An advance in the area of intracellular delivery was the discovery that a positively charged synthetic cationic lipid, N-[1-(2,3-dioleyloxy)propyl]-N,N,N-trimethylammonium chloride (DOTMA), in the form of liposomes, or small vesicles, could interact spontaneously with DNA to form lipid-DNA complexes which are capable of adsorbing to cell membranes and being taken up by the cells either by fusion or more probably by adsorptive endocytosis, resulting in expression of the transgene [Felgner, P. L. et al. Proc. Natl. Acad. Sci., USA 84:7413-7417 (1987) and U.S. Pat. No. 4,897,355 to Eppstein, D. et al.]. Others have successfully used a DOTMA analogue, 1,2-bis(oleoyloxy)-3-(trimethylammonio)propane (DOTAP) in combination with a phospholipid to form DNA-complexing vesicles. The Lipofectin™ reagent (Bethesda Research Laboratories, Gaithersburg, Md.), an effective agent for the delivery of highly anionic polynucleotides into living tissue culture cells, comprises positively charged liposomes composed of positively charged lipid DOTMA and a neutral lipid dioleyl phosphatidyl ethanol amine (DOPE) referred to as helper lipids. these liposomes interactspontaneously with negatively charged nucleic acids to form complexes, referred to as lipoplexes. When excess of positively charged liposomes over DNA negative charges are used, the net charge on the resulting complexes is also positive. Positively charged complexes prepared in this way spontaneously attach to negatively charged cell surfaces or introduced into the cells either by adsorptive endocytosis or fuse with the plasma membrane, both processes deliver functional polynucleotide into, for example, tissue culture cells. DOTMA and DOTAP are good examples for monocationic lipids. [Illis et al. 2001, ibid.]
Multivalent cations by themselves (including polyamines, inorganic salts and complexes and dehydrating solvents) have also been shown to facilitate delivery of macromolecules into cells. In particular, multivalent cations provoke the collapse of oligo and polyanions (nucleic acids molecules, amino acid molecules and the like) to compact structural forms, and facilitate the packaging of these polyanions into viruses, their incorporation into liposomes, transfer into cells etc. [Thomas T. J. et al. Biochemistry 38:3821-3830 (1999)]. The smallest natural polycations able to compact DNA are the polyamines spermidine and spermine. By attaching a hydrophobic anchor to these molecules via a linker, a new class of transfection vectors, the polycationic lipopolymers, has been developed.

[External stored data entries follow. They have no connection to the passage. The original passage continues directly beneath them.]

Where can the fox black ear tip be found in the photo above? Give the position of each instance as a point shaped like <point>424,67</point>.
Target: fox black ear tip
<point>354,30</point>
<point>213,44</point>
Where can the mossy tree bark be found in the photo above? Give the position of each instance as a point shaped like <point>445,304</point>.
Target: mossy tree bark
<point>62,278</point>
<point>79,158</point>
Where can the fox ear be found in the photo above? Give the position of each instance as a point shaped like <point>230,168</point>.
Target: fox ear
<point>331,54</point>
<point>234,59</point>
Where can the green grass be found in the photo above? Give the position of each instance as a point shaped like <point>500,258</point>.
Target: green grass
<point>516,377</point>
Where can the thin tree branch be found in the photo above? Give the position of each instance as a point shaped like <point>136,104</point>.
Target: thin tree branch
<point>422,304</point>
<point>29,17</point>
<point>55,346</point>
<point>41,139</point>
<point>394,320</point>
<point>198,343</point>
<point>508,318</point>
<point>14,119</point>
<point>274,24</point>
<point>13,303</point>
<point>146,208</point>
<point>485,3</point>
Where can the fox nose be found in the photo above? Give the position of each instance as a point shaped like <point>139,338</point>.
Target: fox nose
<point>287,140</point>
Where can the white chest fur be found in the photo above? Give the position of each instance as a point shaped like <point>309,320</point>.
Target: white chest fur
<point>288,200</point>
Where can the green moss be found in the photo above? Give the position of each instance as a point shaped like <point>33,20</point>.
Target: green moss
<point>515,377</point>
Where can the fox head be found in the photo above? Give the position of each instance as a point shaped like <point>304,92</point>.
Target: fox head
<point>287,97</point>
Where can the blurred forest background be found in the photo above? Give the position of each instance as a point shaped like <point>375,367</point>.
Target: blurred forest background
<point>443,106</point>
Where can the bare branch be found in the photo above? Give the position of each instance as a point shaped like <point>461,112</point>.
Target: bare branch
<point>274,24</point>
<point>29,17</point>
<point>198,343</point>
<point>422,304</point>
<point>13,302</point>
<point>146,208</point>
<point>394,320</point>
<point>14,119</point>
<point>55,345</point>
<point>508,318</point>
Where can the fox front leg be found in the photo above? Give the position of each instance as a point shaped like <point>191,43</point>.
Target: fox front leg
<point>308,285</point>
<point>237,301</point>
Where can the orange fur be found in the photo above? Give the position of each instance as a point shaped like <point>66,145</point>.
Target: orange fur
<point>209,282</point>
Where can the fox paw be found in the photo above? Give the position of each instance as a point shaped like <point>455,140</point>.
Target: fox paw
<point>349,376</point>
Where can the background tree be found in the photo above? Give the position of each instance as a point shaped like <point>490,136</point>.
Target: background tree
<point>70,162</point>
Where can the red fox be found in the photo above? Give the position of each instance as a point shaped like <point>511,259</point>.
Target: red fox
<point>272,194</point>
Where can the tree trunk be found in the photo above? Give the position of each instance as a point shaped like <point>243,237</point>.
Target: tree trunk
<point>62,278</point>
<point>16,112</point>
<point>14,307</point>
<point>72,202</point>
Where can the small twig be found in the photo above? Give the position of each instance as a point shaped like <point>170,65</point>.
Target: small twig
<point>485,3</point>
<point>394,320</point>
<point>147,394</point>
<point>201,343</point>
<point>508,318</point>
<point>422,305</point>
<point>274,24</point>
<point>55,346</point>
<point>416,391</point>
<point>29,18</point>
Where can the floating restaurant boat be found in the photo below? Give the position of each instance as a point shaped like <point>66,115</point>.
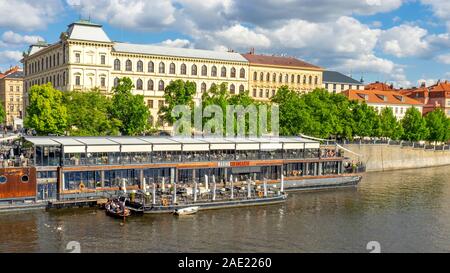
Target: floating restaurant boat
<point>186,211</point>
<point>59,171</point>
<point>117,209</point>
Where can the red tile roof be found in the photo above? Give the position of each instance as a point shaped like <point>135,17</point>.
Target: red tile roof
<point>278,61</point>
<point>380,97</point>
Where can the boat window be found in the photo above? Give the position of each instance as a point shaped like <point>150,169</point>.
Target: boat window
<point>3,179</point>
<point>25,179</point>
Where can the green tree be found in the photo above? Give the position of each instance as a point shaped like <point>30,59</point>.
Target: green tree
<point>177,93</point>
<point>2,113</point>
<point>88,114</point>
<point>46,112</point>
<point>390,126</point>
<point>414,125</point>
<point>438,125</point>
<point>129,109</point>
<point>366,121</point>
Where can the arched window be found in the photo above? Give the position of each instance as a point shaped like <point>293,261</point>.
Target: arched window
<point>172,68</point>
<point>162,68</point>
<point>242,73</point>
<point>161,86</point>
<point>232,89</point>
<point>117,64</point>
<point>129,66</point>
<point>223,72</point>
<point>140,66</point>
<point>150,85</point>
<point>151,67</point>
<point>233,72</point>
<point>204,71</point>
<point>139,84</point>
<point>183,69</point>
<point>203,88</point>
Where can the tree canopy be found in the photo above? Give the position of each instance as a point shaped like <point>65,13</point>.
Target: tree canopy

Cationic lipids and cationic polymers interact electrostatically with the anionic groups of DNA (or of any other polyanionic macromolecule) forming DNA-lipid complexes (lipoplexes) or DNA-polycation complexes (polyplexes). The formation of the complex is associated with the release of counterions of the lipids or polymer, which is the thermodynamic driving force for lipoplex and polyplex spontaneous formation. The cationic lipids can be divided into four classes: (i) quaternary ammonium salt lipids (e.g. DOTMA (Lipofectin™) and DOTAP) and phosphonium/arsonium congeners; (ii) lipopolyamines; (iii) cationic lipids bearing both quaternary ammonium and polyamine moieties and (iv) amidinium, guanidinium and heterocyclic salt lipids.